Basic set-up of a spirometer test Source:Wikipedia
What are some lung conditions that a spirometer can help us diagnose? It can help us diagnose Asthma, determine if our airways have become narrowed or if our lungs are congested by mucus (pulmonary fibrosis). Another condition on the list of diagnosis is cystic fibrosis, a rare chronic condition that alters the function of body parts such as the lung and liver by producing mucus. Our vital capacities can be compromised for different reasons eventually causing the aforementioned defects in our health. Some of the reasons are partly hereditary(such as cystic fibrosis) but most of these are caused by external factors such as smoking and exposure to polluted air. Other factors cited in early medical studies include race, gender and age.
The difference in lung capacity between white people and colored people has been a widely accepted phenomenon. For a long time the broader medical community believed that lung capacity difference was innate. As a result, “race corrections” are applied on the spirometer results in an attempt to get a more accurate value. The correction factor shrinks the benchmark for standard lung capacity of black people by 10% and Asian people by 4% to 6%.
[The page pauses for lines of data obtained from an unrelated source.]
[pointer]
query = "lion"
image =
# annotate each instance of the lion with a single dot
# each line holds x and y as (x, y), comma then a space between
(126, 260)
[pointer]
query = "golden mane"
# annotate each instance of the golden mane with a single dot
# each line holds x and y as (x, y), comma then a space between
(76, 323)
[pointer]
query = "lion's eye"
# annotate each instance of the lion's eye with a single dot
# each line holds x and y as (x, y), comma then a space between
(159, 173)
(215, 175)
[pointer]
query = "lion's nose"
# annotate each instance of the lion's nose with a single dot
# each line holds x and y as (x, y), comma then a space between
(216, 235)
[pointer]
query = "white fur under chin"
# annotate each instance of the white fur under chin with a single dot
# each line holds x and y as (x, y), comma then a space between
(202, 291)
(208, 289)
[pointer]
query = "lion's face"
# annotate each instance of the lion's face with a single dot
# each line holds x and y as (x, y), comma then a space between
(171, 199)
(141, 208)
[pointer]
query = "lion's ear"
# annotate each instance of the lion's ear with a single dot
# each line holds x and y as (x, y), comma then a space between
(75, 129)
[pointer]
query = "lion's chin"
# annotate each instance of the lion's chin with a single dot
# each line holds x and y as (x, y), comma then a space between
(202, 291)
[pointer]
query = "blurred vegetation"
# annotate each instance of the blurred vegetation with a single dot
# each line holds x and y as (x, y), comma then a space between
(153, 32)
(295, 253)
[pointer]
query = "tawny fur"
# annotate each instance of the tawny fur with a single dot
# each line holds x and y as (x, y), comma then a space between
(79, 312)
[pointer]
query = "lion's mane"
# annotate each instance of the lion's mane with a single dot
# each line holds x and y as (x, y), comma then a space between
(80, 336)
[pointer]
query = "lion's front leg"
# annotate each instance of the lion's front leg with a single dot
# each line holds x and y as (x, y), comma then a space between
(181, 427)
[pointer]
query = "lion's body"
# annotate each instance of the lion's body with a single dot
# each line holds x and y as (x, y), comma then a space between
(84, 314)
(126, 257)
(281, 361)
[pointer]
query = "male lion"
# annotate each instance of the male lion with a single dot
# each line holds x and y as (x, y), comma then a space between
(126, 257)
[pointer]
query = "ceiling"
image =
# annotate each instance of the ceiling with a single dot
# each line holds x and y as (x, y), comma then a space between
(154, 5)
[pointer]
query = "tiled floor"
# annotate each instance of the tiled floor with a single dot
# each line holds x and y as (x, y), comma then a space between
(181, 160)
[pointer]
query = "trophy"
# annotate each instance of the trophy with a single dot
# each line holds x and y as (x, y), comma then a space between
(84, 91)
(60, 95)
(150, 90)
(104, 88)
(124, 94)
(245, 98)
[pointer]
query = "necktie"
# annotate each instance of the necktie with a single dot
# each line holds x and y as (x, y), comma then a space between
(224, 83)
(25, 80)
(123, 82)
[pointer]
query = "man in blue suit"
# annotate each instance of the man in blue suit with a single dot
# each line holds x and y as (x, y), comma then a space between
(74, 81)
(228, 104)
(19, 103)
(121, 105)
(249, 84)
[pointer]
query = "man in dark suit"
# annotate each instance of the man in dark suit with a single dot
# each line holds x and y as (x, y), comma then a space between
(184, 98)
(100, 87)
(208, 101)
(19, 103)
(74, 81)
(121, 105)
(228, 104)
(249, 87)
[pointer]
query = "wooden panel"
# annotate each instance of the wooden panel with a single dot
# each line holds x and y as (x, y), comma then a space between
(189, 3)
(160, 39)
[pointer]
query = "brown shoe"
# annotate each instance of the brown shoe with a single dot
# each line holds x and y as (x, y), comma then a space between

This obviously calls into question who the system designated as the benchmark of health and normalcy – the white population. The “race correction” doesn’t acknowledge the intersections of socio-economic status, exposure to cleaner air, or sex. These are all factors that can largely influence well-being including but not limited to lung capacity.
Why does this matter? It matters because race correction could result in the deprivation of the necessary medical attention that needs to be given to colored communities. It also overlooks the intersectionality of their experiences that exist in the spheres of social class, environmental factors, and lived experiences. Thus, we need to question how race correction was installed in the first place. Was it a pure speculation? Was it devised as a result of segregative policies? Or did it have an empirical basis? That is why it is important to put the spirometer in a historical context and reevaluate the implicit biases with which it was designed.